Council Member Darlene Gee said that she was very supportive of going forward to apply for additional grant money, and appreciated Schultz being present and offering comments. Miller suggested a joint workshop with the Parks & Rec Commission to get feedback from park users, and Council Member Nick Kosla pointed out that in the last iteration of the downtown precise plan there is a parklike area directly across from the park.
Mayor Amy Worth, in summing up, agreed that it is imperative to move forward on the park. She said that it is a fantastic park, serving a huge range of ages, from residents of the two nearby senior housing facilities to children. She added that the park is now 50 years old and was built with volunteers and fundraising.
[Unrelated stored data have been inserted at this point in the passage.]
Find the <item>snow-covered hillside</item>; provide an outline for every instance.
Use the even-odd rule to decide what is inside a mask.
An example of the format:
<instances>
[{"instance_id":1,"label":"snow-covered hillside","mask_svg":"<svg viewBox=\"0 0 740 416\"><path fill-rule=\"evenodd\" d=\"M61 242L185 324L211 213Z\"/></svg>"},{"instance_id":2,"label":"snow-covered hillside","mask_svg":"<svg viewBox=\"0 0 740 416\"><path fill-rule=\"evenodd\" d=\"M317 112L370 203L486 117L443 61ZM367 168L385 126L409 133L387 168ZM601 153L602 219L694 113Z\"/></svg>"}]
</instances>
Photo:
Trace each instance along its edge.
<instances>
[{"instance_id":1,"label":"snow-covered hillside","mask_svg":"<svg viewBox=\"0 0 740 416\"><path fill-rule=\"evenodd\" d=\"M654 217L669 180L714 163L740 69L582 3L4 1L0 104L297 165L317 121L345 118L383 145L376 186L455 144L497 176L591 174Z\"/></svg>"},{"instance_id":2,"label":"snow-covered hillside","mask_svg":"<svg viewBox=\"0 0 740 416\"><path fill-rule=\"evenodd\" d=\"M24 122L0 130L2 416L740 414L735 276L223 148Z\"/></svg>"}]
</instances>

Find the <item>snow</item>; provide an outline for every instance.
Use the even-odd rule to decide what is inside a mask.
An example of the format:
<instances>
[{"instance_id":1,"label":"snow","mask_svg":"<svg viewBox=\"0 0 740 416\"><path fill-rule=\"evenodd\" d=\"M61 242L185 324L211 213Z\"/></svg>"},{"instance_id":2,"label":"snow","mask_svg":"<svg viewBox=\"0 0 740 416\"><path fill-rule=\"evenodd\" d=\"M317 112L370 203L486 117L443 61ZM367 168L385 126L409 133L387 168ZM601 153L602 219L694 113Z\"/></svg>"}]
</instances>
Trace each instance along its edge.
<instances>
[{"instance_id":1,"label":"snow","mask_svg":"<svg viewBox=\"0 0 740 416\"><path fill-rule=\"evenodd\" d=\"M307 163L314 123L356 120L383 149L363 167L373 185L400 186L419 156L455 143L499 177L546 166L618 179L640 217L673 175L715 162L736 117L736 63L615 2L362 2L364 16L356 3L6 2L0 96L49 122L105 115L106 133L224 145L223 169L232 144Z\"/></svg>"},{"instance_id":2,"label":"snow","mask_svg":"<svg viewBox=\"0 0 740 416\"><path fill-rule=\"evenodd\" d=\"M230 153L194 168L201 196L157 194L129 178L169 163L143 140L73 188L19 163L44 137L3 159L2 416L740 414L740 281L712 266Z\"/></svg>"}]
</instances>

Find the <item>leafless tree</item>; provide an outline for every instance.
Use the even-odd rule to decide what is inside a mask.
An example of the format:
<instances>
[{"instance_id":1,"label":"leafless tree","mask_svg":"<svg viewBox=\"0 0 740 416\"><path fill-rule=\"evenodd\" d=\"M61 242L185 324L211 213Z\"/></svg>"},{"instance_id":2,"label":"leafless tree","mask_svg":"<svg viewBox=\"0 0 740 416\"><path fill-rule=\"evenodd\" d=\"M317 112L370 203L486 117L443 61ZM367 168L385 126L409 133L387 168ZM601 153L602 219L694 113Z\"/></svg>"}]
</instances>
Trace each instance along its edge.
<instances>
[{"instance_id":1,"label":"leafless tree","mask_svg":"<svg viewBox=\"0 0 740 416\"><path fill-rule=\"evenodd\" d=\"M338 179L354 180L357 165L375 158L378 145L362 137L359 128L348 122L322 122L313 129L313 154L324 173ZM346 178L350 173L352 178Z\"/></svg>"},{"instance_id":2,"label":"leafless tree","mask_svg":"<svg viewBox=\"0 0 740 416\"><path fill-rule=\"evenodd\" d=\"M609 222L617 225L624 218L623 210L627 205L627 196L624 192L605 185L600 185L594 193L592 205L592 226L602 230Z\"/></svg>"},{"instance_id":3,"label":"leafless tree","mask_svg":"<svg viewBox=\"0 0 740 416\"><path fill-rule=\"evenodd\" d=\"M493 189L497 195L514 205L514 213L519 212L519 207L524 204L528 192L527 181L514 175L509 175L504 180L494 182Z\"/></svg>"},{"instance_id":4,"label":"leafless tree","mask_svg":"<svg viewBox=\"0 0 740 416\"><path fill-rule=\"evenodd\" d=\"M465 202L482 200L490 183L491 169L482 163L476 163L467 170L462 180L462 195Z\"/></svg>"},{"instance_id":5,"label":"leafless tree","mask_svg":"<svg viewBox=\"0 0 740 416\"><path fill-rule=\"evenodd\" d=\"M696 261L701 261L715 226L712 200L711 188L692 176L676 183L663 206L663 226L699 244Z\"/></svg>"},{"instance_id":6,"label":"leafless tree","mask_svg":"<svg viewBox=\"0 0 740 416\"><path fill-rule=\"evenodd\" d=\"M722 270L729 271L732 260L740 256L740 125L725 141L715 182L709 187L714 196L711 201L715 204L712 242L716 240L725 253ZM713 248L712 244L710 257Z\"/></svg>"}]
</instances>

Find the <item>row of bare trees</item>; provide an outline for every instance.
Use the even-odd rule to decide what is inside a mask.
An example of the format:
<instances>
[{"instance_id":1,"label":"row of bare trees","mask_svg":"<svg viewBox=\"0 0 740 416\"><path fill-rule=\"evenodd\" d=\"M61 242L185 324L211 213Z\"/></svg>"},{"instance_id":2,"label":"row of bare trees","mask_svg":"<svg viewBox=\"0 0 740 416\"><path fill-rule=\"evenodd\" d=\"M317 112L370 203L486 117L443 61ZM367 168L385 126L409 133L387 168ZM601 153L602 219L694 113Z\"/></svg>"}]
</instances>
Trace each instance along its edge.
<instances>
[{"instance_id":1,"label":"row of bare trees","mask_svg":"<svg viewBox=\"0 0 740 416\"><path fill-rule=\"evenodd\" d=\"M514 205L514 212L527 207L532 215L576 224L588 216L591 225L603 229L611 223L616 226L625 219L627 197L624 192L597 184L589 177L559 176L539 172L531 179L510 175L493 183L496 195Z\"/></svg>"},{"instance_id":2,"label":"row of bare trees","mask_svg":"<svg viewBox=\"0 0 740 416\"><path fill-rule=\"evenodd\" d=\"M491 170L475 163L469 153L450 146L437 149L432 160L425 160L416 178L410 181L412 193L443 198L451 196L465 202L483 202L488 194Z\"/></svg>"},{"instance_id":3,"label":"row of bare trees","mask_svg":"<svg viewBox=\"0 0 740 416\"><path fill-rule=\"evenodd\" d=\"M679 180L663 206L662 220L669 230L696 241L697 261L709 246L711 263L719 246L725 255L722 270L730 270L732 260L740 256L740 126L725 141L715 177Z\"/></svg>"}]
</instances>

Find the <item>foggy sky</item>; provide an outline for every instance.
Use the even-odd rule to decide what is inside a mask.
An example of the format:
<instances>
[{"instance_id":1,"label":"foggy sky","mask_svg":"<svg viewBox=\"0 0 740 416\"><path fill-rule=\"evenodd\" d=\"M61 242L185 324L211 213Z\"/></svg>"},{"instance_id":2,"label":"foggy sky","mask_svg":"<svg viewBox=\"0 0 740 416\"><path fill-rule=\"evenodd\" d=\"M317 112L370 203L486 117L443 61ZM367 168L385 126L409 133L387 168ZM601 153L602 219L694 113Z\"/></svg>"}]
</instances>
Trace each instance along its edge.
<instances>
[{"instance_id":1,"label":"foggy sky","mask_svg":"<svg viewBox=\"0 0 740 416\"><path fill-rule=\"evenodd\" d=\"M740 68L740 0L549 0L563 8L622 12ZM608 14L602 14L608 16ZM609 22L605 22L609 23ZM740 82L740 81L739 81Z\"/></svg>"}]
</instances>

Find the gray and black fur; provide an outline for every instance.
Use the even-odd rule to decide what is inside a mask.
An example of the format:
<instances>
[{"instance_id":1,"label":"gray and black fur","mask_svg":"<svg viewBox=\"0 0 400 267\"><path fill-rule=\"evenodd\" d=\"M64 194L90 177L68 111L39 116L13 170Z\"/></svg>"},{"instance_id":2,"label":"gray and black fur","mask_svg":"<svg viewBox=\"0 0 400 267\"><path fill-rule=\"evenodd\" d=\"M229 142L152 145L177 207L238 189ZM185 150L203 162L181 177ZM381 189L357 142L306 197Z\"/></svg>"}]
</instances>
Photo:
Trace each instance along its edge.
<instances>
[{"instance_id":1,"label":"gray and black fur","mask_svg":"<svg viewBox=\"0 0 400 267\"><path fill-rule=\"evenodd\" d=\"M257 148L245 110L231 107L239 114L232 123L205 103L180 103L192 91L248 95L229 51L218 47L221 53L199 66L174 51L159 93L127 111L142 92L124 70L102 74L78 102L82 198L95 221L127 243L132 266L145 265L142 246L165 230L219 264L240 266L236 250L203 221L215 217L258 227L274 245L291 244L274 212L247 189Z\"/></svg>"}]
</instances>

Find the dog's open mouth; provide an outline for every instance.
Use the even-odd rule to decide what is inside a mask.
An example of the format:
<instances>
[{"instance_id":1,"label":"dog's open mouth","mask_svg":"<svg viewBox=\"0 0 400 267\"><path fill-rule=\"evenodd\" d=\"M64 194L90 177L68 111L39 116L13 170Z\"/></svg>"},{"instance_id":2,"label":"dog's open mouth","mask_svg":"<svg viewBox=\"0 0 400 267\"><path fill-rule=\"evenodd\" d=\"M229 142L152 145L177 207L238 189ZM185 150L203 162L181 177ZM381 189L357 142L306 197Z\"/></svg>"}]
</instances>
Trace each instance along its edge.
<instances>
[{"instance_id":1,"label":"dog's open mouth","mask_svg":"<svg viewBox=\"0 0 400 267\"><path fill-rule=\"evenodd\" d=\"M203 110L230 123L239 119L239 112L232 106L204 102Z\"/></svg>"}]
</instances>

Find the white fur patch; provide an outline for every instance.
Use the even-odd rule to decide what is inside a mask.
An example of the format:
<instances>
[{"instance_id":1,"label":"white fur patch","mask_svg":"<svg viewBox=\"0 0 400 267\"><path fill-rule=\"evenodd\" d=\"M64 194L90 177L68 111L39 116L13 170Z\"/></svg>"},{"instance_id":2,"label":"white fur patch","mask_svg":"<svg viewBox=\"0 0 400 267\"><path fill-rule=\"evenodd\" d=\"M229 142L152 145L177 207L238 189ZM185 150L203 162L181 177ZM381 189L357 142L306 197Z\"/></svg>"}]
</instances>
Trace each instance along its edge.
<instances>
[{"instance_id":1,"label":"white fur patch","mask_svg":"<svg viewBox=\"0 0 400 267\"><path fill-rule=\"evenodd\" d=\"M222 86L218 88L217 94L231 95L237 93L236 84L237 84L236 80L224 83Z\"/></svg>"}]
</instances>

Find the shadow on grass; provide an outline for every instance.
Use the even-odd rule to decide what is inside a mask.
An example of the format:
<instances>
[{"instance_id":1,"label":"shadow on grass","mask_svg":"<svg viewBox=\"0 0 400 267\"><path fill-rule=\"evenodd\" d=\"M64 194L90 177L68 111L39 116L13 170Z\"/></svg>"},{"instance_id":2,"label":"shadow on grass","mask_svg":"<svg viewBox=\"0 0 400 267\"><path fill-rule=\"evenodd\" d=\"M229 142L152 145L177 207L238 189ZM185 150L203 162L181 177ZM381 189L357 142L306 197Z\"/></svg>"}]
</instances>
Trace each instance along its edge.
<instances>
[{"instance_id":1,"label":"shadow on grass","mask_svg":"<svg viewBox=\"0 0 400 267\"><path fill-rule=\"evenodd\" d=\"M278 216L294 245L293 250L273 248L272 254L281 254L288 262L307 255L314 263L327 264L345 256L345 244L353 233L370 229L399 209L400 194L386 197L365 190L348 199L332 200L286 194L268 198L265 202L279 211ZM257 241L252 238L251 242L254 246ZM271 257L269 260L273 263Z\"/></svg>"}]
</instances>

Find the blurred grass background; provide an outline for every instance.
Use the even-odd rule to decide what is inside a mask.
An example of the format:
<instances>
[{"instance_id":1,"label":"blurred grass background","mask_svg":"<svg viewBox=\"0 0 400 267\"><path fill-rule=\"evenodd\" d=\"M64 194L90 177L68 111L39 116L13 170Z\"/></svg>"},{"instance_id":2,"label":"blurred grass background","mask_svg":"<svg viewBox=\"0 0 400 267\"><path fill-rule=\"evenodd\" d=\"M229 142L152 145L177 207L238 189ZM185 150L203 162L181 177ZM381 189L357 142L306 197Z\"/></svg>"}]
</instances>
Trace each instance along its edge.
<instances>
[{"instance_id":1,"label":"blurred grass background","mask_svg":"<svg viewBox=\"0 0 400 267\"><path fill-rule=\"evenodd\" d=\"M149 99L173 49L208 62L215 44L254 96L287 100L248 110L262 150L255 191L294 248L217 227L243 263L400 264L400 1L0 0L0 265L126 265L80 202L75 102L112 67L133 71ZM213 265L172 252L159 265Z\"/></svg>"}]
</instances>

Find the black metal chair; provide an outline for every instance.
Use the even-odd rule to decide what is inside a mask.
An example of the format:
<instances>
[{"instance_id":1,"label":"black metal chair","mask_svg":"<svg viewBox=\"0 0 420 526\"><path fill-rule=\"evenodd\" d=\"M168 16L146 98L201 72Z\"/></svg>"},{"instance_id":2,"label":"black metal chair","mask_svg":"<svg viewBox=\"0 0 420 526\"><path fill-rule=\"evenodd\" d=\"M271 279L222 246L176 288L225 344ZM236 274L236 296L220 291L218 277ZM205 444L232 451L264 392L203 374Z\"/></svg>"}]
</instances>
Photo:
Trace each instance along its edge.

She agreed that the park's real estate is very tight, and that there is wisdom in not using it for another bathroom.
Worth attested that the bathrooms currently work, from her 40 years of experience taking little kids to the bathroom. She suggested that the park is a tremendous opportunity for private fundraising, in the same way that the community raised the money for the library.
"People just love their community," she said, "and with COVID we've realized how important public spaces are." She supported the idea of a joint workshop to bring in younger members of the community. She complemented Trimble and his staff for doing such a great job. "We want to do this so we can really raise community support," she concluded. "This is more than conceptual, it really addresses concerns." And personally, she added, "I want to lobby for benches for grandmothers and some landscaping for shade."
The city council approved the item to allow staff to obligate money by the required deadline.